Olivier’s correct — Bush did try to separate Islamist terrorism from the vast majority of Muslims, in part because we’re relying on Muslim allies in the war on terror. Bush tried to rebuild Iraq into a pluralistic, cohesive, and democratic Muslim nation to show it could be done, and both Bush and Obama tried to do the same thing in Afghanistan. Right now, we’re clamoring to arm the Kurds, who are almost all Muslims, because they genuinely embrace pluralistic democracy and are willing to fight for it. Strategically, it doesn’t make any sense to alienate a billion Muslims by making blanket statements about their faith when we’re fighting the dangerous extremists among them.
However, Bush would not have claimed that the victims of the Paris attacks were “randomly selected folks,” nor would he have ignored the nature of the attacks in Copenhagen, either. Needless to say, his instincts for fighting this would include the efforts Obama mentions, but would have also included a lot more action on the part of the US and its allies. Indeed, Bush would have demanded a continuing presence in Iraq in order to keep his project on track, and that could have prevented the genocides that we’ve seen over the past year.
I’m pretty sure he wouldn’t have suggested that the extremists have “legitimate grievances,” either:
Governments that deny human rights play into the hands of extremists who claim that violence is the only way to achieve change. Efforts to counter violent extremism will only succeed if citizens can address legitimate grievances through the democratic process and express themselves through strong civil societies.

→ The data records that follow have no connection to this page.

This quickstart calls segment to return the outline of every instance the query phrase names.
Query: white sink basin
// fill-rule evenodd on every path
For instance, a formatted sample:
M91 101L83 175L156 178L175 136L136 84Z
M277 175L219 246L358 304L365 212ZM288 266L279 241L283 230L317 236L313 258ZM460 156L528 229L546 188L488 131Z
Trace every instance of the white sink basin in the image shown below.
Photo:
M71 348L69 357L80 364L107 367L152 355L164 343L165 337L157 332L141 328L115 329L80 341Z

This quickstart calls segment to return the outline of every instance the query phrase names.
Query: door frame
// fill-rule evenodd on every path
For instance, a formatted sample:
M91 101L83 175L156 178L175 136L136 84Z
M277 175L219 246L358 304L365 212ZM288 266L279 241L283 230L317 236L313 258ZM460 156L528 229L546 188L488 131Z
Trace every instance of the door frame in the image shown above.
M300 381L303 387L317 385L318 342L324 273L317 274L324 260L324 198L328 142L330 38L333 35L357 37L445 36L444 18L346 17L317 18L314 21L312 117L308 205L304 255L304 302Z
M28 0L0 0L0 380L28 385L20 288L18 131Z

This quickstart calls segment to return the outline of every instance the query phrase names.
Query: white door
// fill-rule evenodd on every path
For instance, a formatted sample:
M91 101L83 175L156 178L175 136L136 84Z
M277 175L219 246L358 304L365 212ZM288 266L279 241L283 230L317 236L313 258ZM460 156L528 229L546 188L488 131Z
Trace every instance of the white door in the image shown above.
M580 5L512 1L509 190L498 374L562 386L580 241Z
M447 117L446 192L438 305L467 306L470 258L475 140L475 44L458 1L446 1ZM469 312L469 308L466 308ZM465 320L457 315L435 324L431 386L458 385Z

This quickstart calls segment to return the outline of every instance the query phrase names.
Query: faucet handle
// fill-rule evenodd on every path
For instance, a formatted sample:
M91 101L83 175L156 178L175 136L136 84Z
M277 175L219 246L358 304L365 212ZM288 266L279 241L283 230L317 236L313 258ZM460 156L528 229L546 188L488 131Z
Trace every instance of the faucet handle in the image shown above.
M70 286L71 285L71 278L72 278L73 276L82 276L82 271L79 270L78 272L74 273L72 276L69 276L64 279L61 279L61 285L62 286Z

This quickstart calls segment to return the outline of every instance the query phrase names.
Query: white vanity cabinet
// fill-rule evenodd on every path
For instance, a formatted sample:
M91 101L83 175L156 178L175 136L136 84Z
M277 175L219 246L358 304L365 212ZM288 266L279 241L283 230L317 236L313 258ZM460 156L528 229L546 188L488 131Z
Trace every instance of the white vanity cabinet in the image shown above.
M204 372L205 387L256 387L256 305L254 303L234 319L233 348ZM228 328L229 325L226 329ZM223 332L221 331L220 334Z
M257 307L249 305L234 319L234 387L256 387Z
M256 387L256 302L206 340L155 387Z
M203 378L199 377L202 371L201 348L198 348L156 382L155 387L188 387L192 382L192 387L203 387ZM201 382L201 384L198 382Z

This seems like a fancier way to make Marie Harf’s argument to Chris Matthews, which is that Islamist extremism is due to a lack of jobs and economic opportunities. That’s absurd; we’ve had poverty since civilization began, and we have it around the world. Yet the violent extremism that threatens the US and the West has a very specific intent — and as Graeme Wood explained this week in The Atlantic, it’s not hijacking Islam at all, but applying the original version of it to today. Fighting it will take a lot more than a hashtag campaign.
Clearly, someone at the White House has been paying attention to the furor over recent remarks made by Obama, Harf, and others in this administration about the nature of the war we are fighting. Too bad they’re still paying more attention to the messaging and not the war itself.